Backend: Go with Chi Router

We chose Go for the API server. It gives us predictable performance, easy concurrency, and a tiny memory footprint. The Chi router keeps things simple without the overhead of a full framework.

Key backend components:

PostgreSQL (via Supabase) for persistent data
Redis for caching and real-time pub/sub
gRPC for communication with the worker service

Frontend: Next.js with App Router

Every Ottly product is a Next.js application using the App Router. This gives us server-side rendering for SEO, React Server Components for performance, and a clean file-based routing structure.

We use Tailwind CSS for styling and shadcn/ui as our component foundation. This lets us move fast while keeping a consistent design language across products.

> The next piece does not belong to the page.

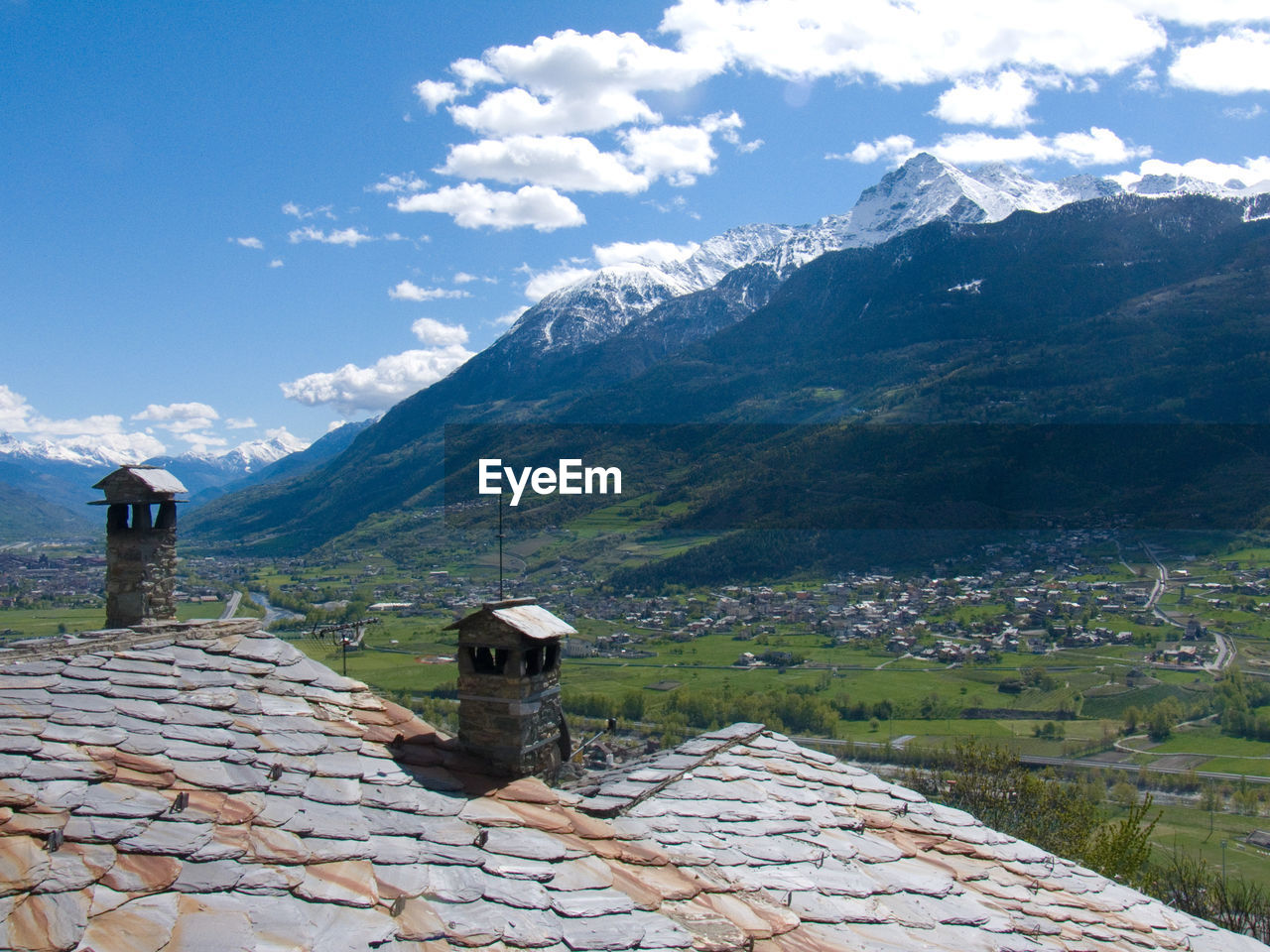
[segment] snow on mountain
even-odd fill
[[[282,430],[268,439],[253,439],[246,443],[239,443],[224,453],[182,453],[177,457],[163,458],[170,459],[173,465],[179,465],[183,461],[198,461],[199,463],[222,468],[226,472],[246,475],[269,463],[274,463],[284,456],[300,453],[307,448],[309,444],[302,439],[291,435],[287,430]]]
[[[1163,187],[1143,183],[1143,189]],[[544,353],[575,352],[618,333],[636,331],[660,305],[714,288],[725,275],[751,268],[744,282],[733,282],[742,287],[726,292],[730,312],[739,319],[762,306],[794,270],[827,251],[875,245],[941,218],[993,222],[1020,209],[1049,212],[1068,202],[1123,190],[1110,179],[1091,175],[1040,182],[1001,164],[965,171],[932,155],[916,155],[865,189],[845,215],[792,227],[747,225],[704,241],[682,258],[602,267],[546,294],[493,349],[508,366]],[[754,267],[761,270],[754,272]],[[665,316],[663,311],[658,315]],[[677,333],[692,336],[691,327]]]
[[[0,433],[0,454],[11,462],[56,462],[86,467],[116,467],[141,462],[141,456],[136,451],[117,447],[109,438],[95,443],[79,440],[55,443],[51,439],[24,440],[11,433]]]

AI Layer: Multi-Model Architecture

Ottly is not locked to a single AI provider. Our LLM abstraction layer supports OpenAI, Google Gemini, and Anthropic Claude. Users can switch models on the fly — different tasks benefit from different models.

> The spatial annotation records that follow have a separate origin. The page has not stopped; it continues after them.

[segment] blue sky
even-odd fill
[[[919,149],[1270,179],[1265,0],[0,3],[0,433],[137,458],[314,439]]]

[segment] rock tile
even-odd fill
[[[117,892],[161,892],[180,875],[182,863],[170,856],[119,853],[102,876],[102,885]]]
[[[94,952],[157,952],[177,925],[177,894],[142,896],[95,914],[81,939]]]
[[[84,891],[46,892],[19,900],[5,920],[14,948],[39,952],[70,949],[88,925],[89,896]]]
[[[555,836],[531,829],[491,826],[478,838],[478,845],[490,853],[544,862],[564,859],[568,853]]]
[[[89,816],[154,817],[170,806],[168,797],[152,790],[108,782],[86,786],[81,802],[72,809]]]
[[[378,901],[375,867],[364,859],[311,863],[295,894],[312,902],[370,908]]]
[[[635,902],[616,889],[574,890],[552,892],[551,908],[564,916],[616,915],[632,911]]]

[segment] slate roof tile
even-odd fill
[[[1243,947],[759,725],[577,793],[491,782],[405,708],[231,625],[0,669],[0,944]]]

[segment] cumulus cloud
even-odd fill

The routing layer handles:

Model selection and fallback
Token counting and cost tracking
Streaming responses via Server-Sent Events

Worker: Python Sandbox

For workflow execution, we use a Python-based worker service connected via gRPC. Each execution runs in an isolated sandbox with resource limits, timeout handling, and automatic error recovery.

What We Learned

The biggest lesson: keep the architecture boring where it does not matter, and invest complexity only where it creates real value. Our AI routing and execution sandboxing are complex because they have to be. Everything else is deliberately simple.